California publishes robocar “intervention” reports – Google/Waymo is far ahead - ivank
http://ideas.4brad.com/california-publishes-robocar-intervention-reports-google-waymo-so-far-ahead-its-ridiculous
======
Fricken
It's very early in the game for most of Waymo's competitors, and next year's
disengagement reports will be more telling, as it will give us an indication
as to the rate of progress being made by the various players in this race.

GM's Cruise appears to be on a solid trajectory.

Tesla appears to be in a state of clusterfuck. They made the committed
decision to build expensive sensor suites and a PX drive 2 computer worth 'a
few thousand dollars' (according to Jen-Hsun Huang) into every new Tesla.

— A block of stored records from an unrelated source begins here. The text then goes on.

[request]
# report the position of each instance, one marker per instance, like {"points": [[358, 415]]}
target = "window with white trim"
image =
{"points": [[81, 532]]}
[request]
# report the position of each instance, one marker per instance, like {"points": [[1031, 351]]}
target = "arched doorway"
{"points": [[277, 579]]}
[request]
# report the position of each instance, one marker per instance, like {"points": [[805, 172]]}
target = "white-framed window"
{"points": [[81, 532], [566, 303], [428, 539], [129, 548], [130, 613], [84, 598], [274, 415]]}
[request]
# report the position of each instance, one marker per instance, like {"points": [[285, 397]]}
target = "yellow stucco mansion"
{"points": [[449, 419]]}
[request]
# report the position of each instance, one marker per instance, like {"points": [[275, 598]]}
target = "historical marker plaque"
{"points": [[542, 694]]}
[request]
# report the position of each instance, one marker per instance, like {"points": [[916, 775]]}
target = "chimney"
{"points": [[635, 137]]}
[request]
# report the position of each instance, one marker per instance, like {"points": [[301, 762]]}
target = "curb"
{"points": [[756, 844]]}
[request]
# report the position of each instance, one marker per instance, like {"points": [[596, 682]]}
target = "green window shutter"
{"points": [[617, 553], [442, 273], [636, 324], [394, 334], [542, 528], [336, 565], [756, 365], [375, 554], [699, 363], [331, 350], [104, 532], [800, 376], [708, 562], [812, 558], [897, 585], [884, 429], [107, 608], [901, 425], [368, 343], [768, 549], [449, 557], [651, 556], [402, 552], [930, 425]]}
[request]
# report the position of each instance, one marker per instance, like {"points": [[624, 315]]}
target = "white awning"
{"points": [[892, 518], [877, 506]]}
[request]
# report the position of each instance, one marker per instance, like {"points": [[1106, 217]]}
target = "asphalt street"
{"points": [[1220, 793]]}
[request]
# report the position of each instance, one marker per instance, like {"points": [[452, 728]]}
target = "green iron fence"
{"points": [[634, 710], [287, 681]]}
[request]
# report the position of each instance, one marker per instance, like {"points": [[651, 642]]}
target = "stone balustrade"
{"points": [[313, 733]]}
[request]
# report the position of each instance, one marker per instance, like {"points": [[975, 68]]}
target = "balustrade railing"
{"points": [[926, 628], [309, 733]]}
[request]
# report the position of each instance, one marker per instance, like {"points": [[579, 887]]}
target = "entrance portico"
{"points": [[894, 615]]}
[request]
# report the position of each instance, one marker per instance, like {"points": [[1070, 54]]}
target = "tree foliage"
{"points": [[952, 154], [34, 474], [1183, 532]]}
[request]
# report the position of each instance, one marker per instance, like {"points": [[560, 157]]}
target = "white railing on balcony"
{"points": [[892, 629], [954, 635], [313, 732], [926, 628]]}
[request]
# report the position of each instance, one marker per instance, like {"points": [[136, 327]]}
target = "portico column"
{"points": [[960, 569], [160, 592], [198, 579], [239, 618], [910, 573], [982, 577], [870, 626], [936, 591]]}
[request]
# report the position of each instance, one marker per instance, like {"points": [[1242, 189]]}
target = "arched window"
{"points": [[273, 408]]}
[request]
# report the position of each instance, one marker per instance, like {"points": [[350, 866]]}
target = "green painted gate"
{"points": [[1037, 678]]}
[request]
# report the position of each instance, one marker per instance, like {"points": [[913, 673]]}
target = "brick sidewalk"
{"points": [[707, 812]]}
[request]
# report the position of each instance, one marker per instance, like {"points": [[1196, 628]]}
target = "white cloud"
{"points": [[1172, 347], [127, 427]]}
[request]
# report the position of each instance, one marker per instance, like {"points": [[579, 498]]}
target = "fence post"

This
marries Tesla to an incremental development approach that certainly good for
generating excitement and engaging users near term, but the holy grail is L4,
and Tesla is putting a whole bunch of unnecessary obstacles between themselves
and that longer term objective.

So long as it isn't safety critical, it isn't hard to demonstrate impressive
proof of concept, but what is clear by Waymo's gigantic numbers is that
mopping up those last remaining edge cases and validating their system against
them is actually a monstrous undertaking. Not impossible, just really hard.
The closer you get to the finish line, the harder it gets.

So my guess is that whatever progress Tesla makes with HW2, they will have to
set up a separate dedicated division for testing and validating a proper L4
vehicle if they wish to keep pace with the rest of the peloton. Every other
big player has abandoned any notion of taking an incremental approach towards
full _robotaxi-grade_ autonomy for good reasons.